Beyond the Ear: Why Say No?

The title does not intend for the concept of no being permissive but a responsible and logical answer.

A deaf teen asks his/her parents and the parents answer:

Can I learn how to drive?  No  Can I learn how to do the dishes? No  Can I feed the dog? No… Can I, Can I and the ‘can I’s go on… each with an answer of ‘No’. Finally the teen asks, ‘Why are you saying no?’, the parents answer back, “Because you are deaf”.

So the power of No when it comes to doing what basically are daily life skills can be demeaning to a child or an teen who has been constantly told “No” all his/her life.  Why should being deaf or a person with a disability be a barrier to living life to its fullest?

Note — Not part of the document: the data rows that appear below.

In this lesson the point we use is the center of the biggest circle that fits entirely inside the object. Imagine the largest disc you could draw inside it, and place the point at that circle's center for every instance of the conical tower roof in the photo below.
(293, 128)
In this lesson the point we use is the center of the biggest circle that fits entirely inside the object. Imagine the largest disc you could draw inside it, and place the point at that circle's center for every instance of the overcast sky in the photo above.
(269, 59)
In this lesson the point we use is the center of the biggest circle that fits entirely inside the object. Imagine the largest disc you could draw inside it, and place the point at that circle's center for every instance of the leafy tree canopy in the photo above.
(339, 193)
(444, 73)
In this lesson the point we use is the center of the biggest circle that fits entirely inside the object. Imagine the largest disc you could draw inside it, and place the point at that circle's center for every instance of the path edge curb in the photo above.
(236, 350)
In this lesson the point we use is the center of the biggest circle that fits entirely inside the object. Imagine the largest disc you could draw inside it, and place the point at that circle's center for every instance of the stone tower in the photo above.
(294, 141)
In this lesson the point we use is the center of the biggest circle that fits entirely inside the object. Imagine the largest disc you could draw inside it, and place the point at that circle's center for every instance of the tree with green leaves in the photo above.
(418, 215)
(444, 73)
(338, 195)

What happens to this person when his parents passes away? Everything has been done for him/her and he/she is dependent on his/her parents to do the job that he/she needed to learn years ago. Not only is it essential, these daily life skills such as cleaning the room, doing dishes, taking out the dog for a walk or driving enables a person to be independent most of the time. What I mean by “most of the time” is that it is okay to ask for help when needed. Really, it is okay to let them live and learn and help when they ask for it. Really.

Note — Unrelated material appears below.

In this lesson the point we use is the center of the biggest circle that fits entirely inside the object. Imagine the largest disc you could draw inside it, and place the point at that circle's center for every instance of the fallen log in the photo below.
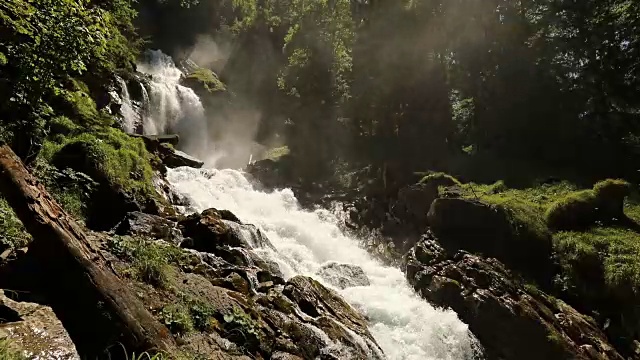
(60, 243)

The word “No” often is a negative term and can act as a double stigmata when it comes to allowing people with disabilities to learn various skills, find their limits and create solutions to those limits. Often, ‘no’ is a discipline tool, intended to teach a lesson or provide a rationale to why an action should not be done; however, when it comes to people who are deaf or others who have disabilities, it is a barrier.

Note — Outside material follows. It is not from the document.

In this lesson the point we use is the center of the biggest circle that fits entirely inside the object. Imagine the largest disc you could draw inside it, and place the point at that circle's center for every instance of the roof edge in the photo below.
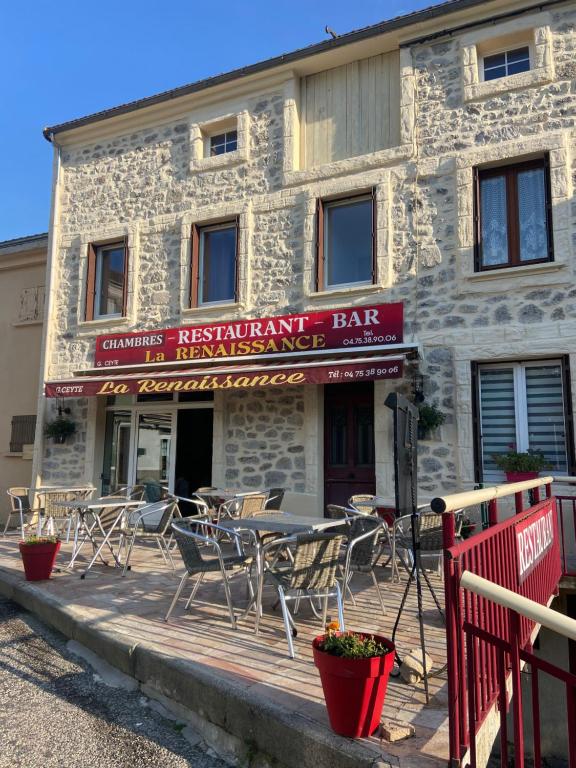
(430, 13)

A barrier, yes. It is a barrier between this person’s ability to achieve to his/her fullest, accessing resources available in the environment and becoming who they are intended to be. It is also a barrier to the parents, they will not be able to see their child become independent. They will probably endure complaints about the inability of their child to function without their help.

It is astonishing to see that the children of ‘no’s can be found in nursing homes, group homes, in jails, in mental health institutes because they are unable or limited to skills that they have learned because of one single word that is pretty much a stigmata thanks to the medical field (the media holds some responsibility as well), ‘deaf’.

Being deaf is not whole of each individual. There are many parts to this individual, once you say ‘no’, you are saying no to the whole on basis of one little part.  Saying “no” is a huge responsibility, often with repercussions.

Go beyond the ear and see the person for the whole, who they are, will be and can be. Be responsible for their life and future.  Why say no?  Let them live their life with your experience and education, let them experience life on their terms with your support.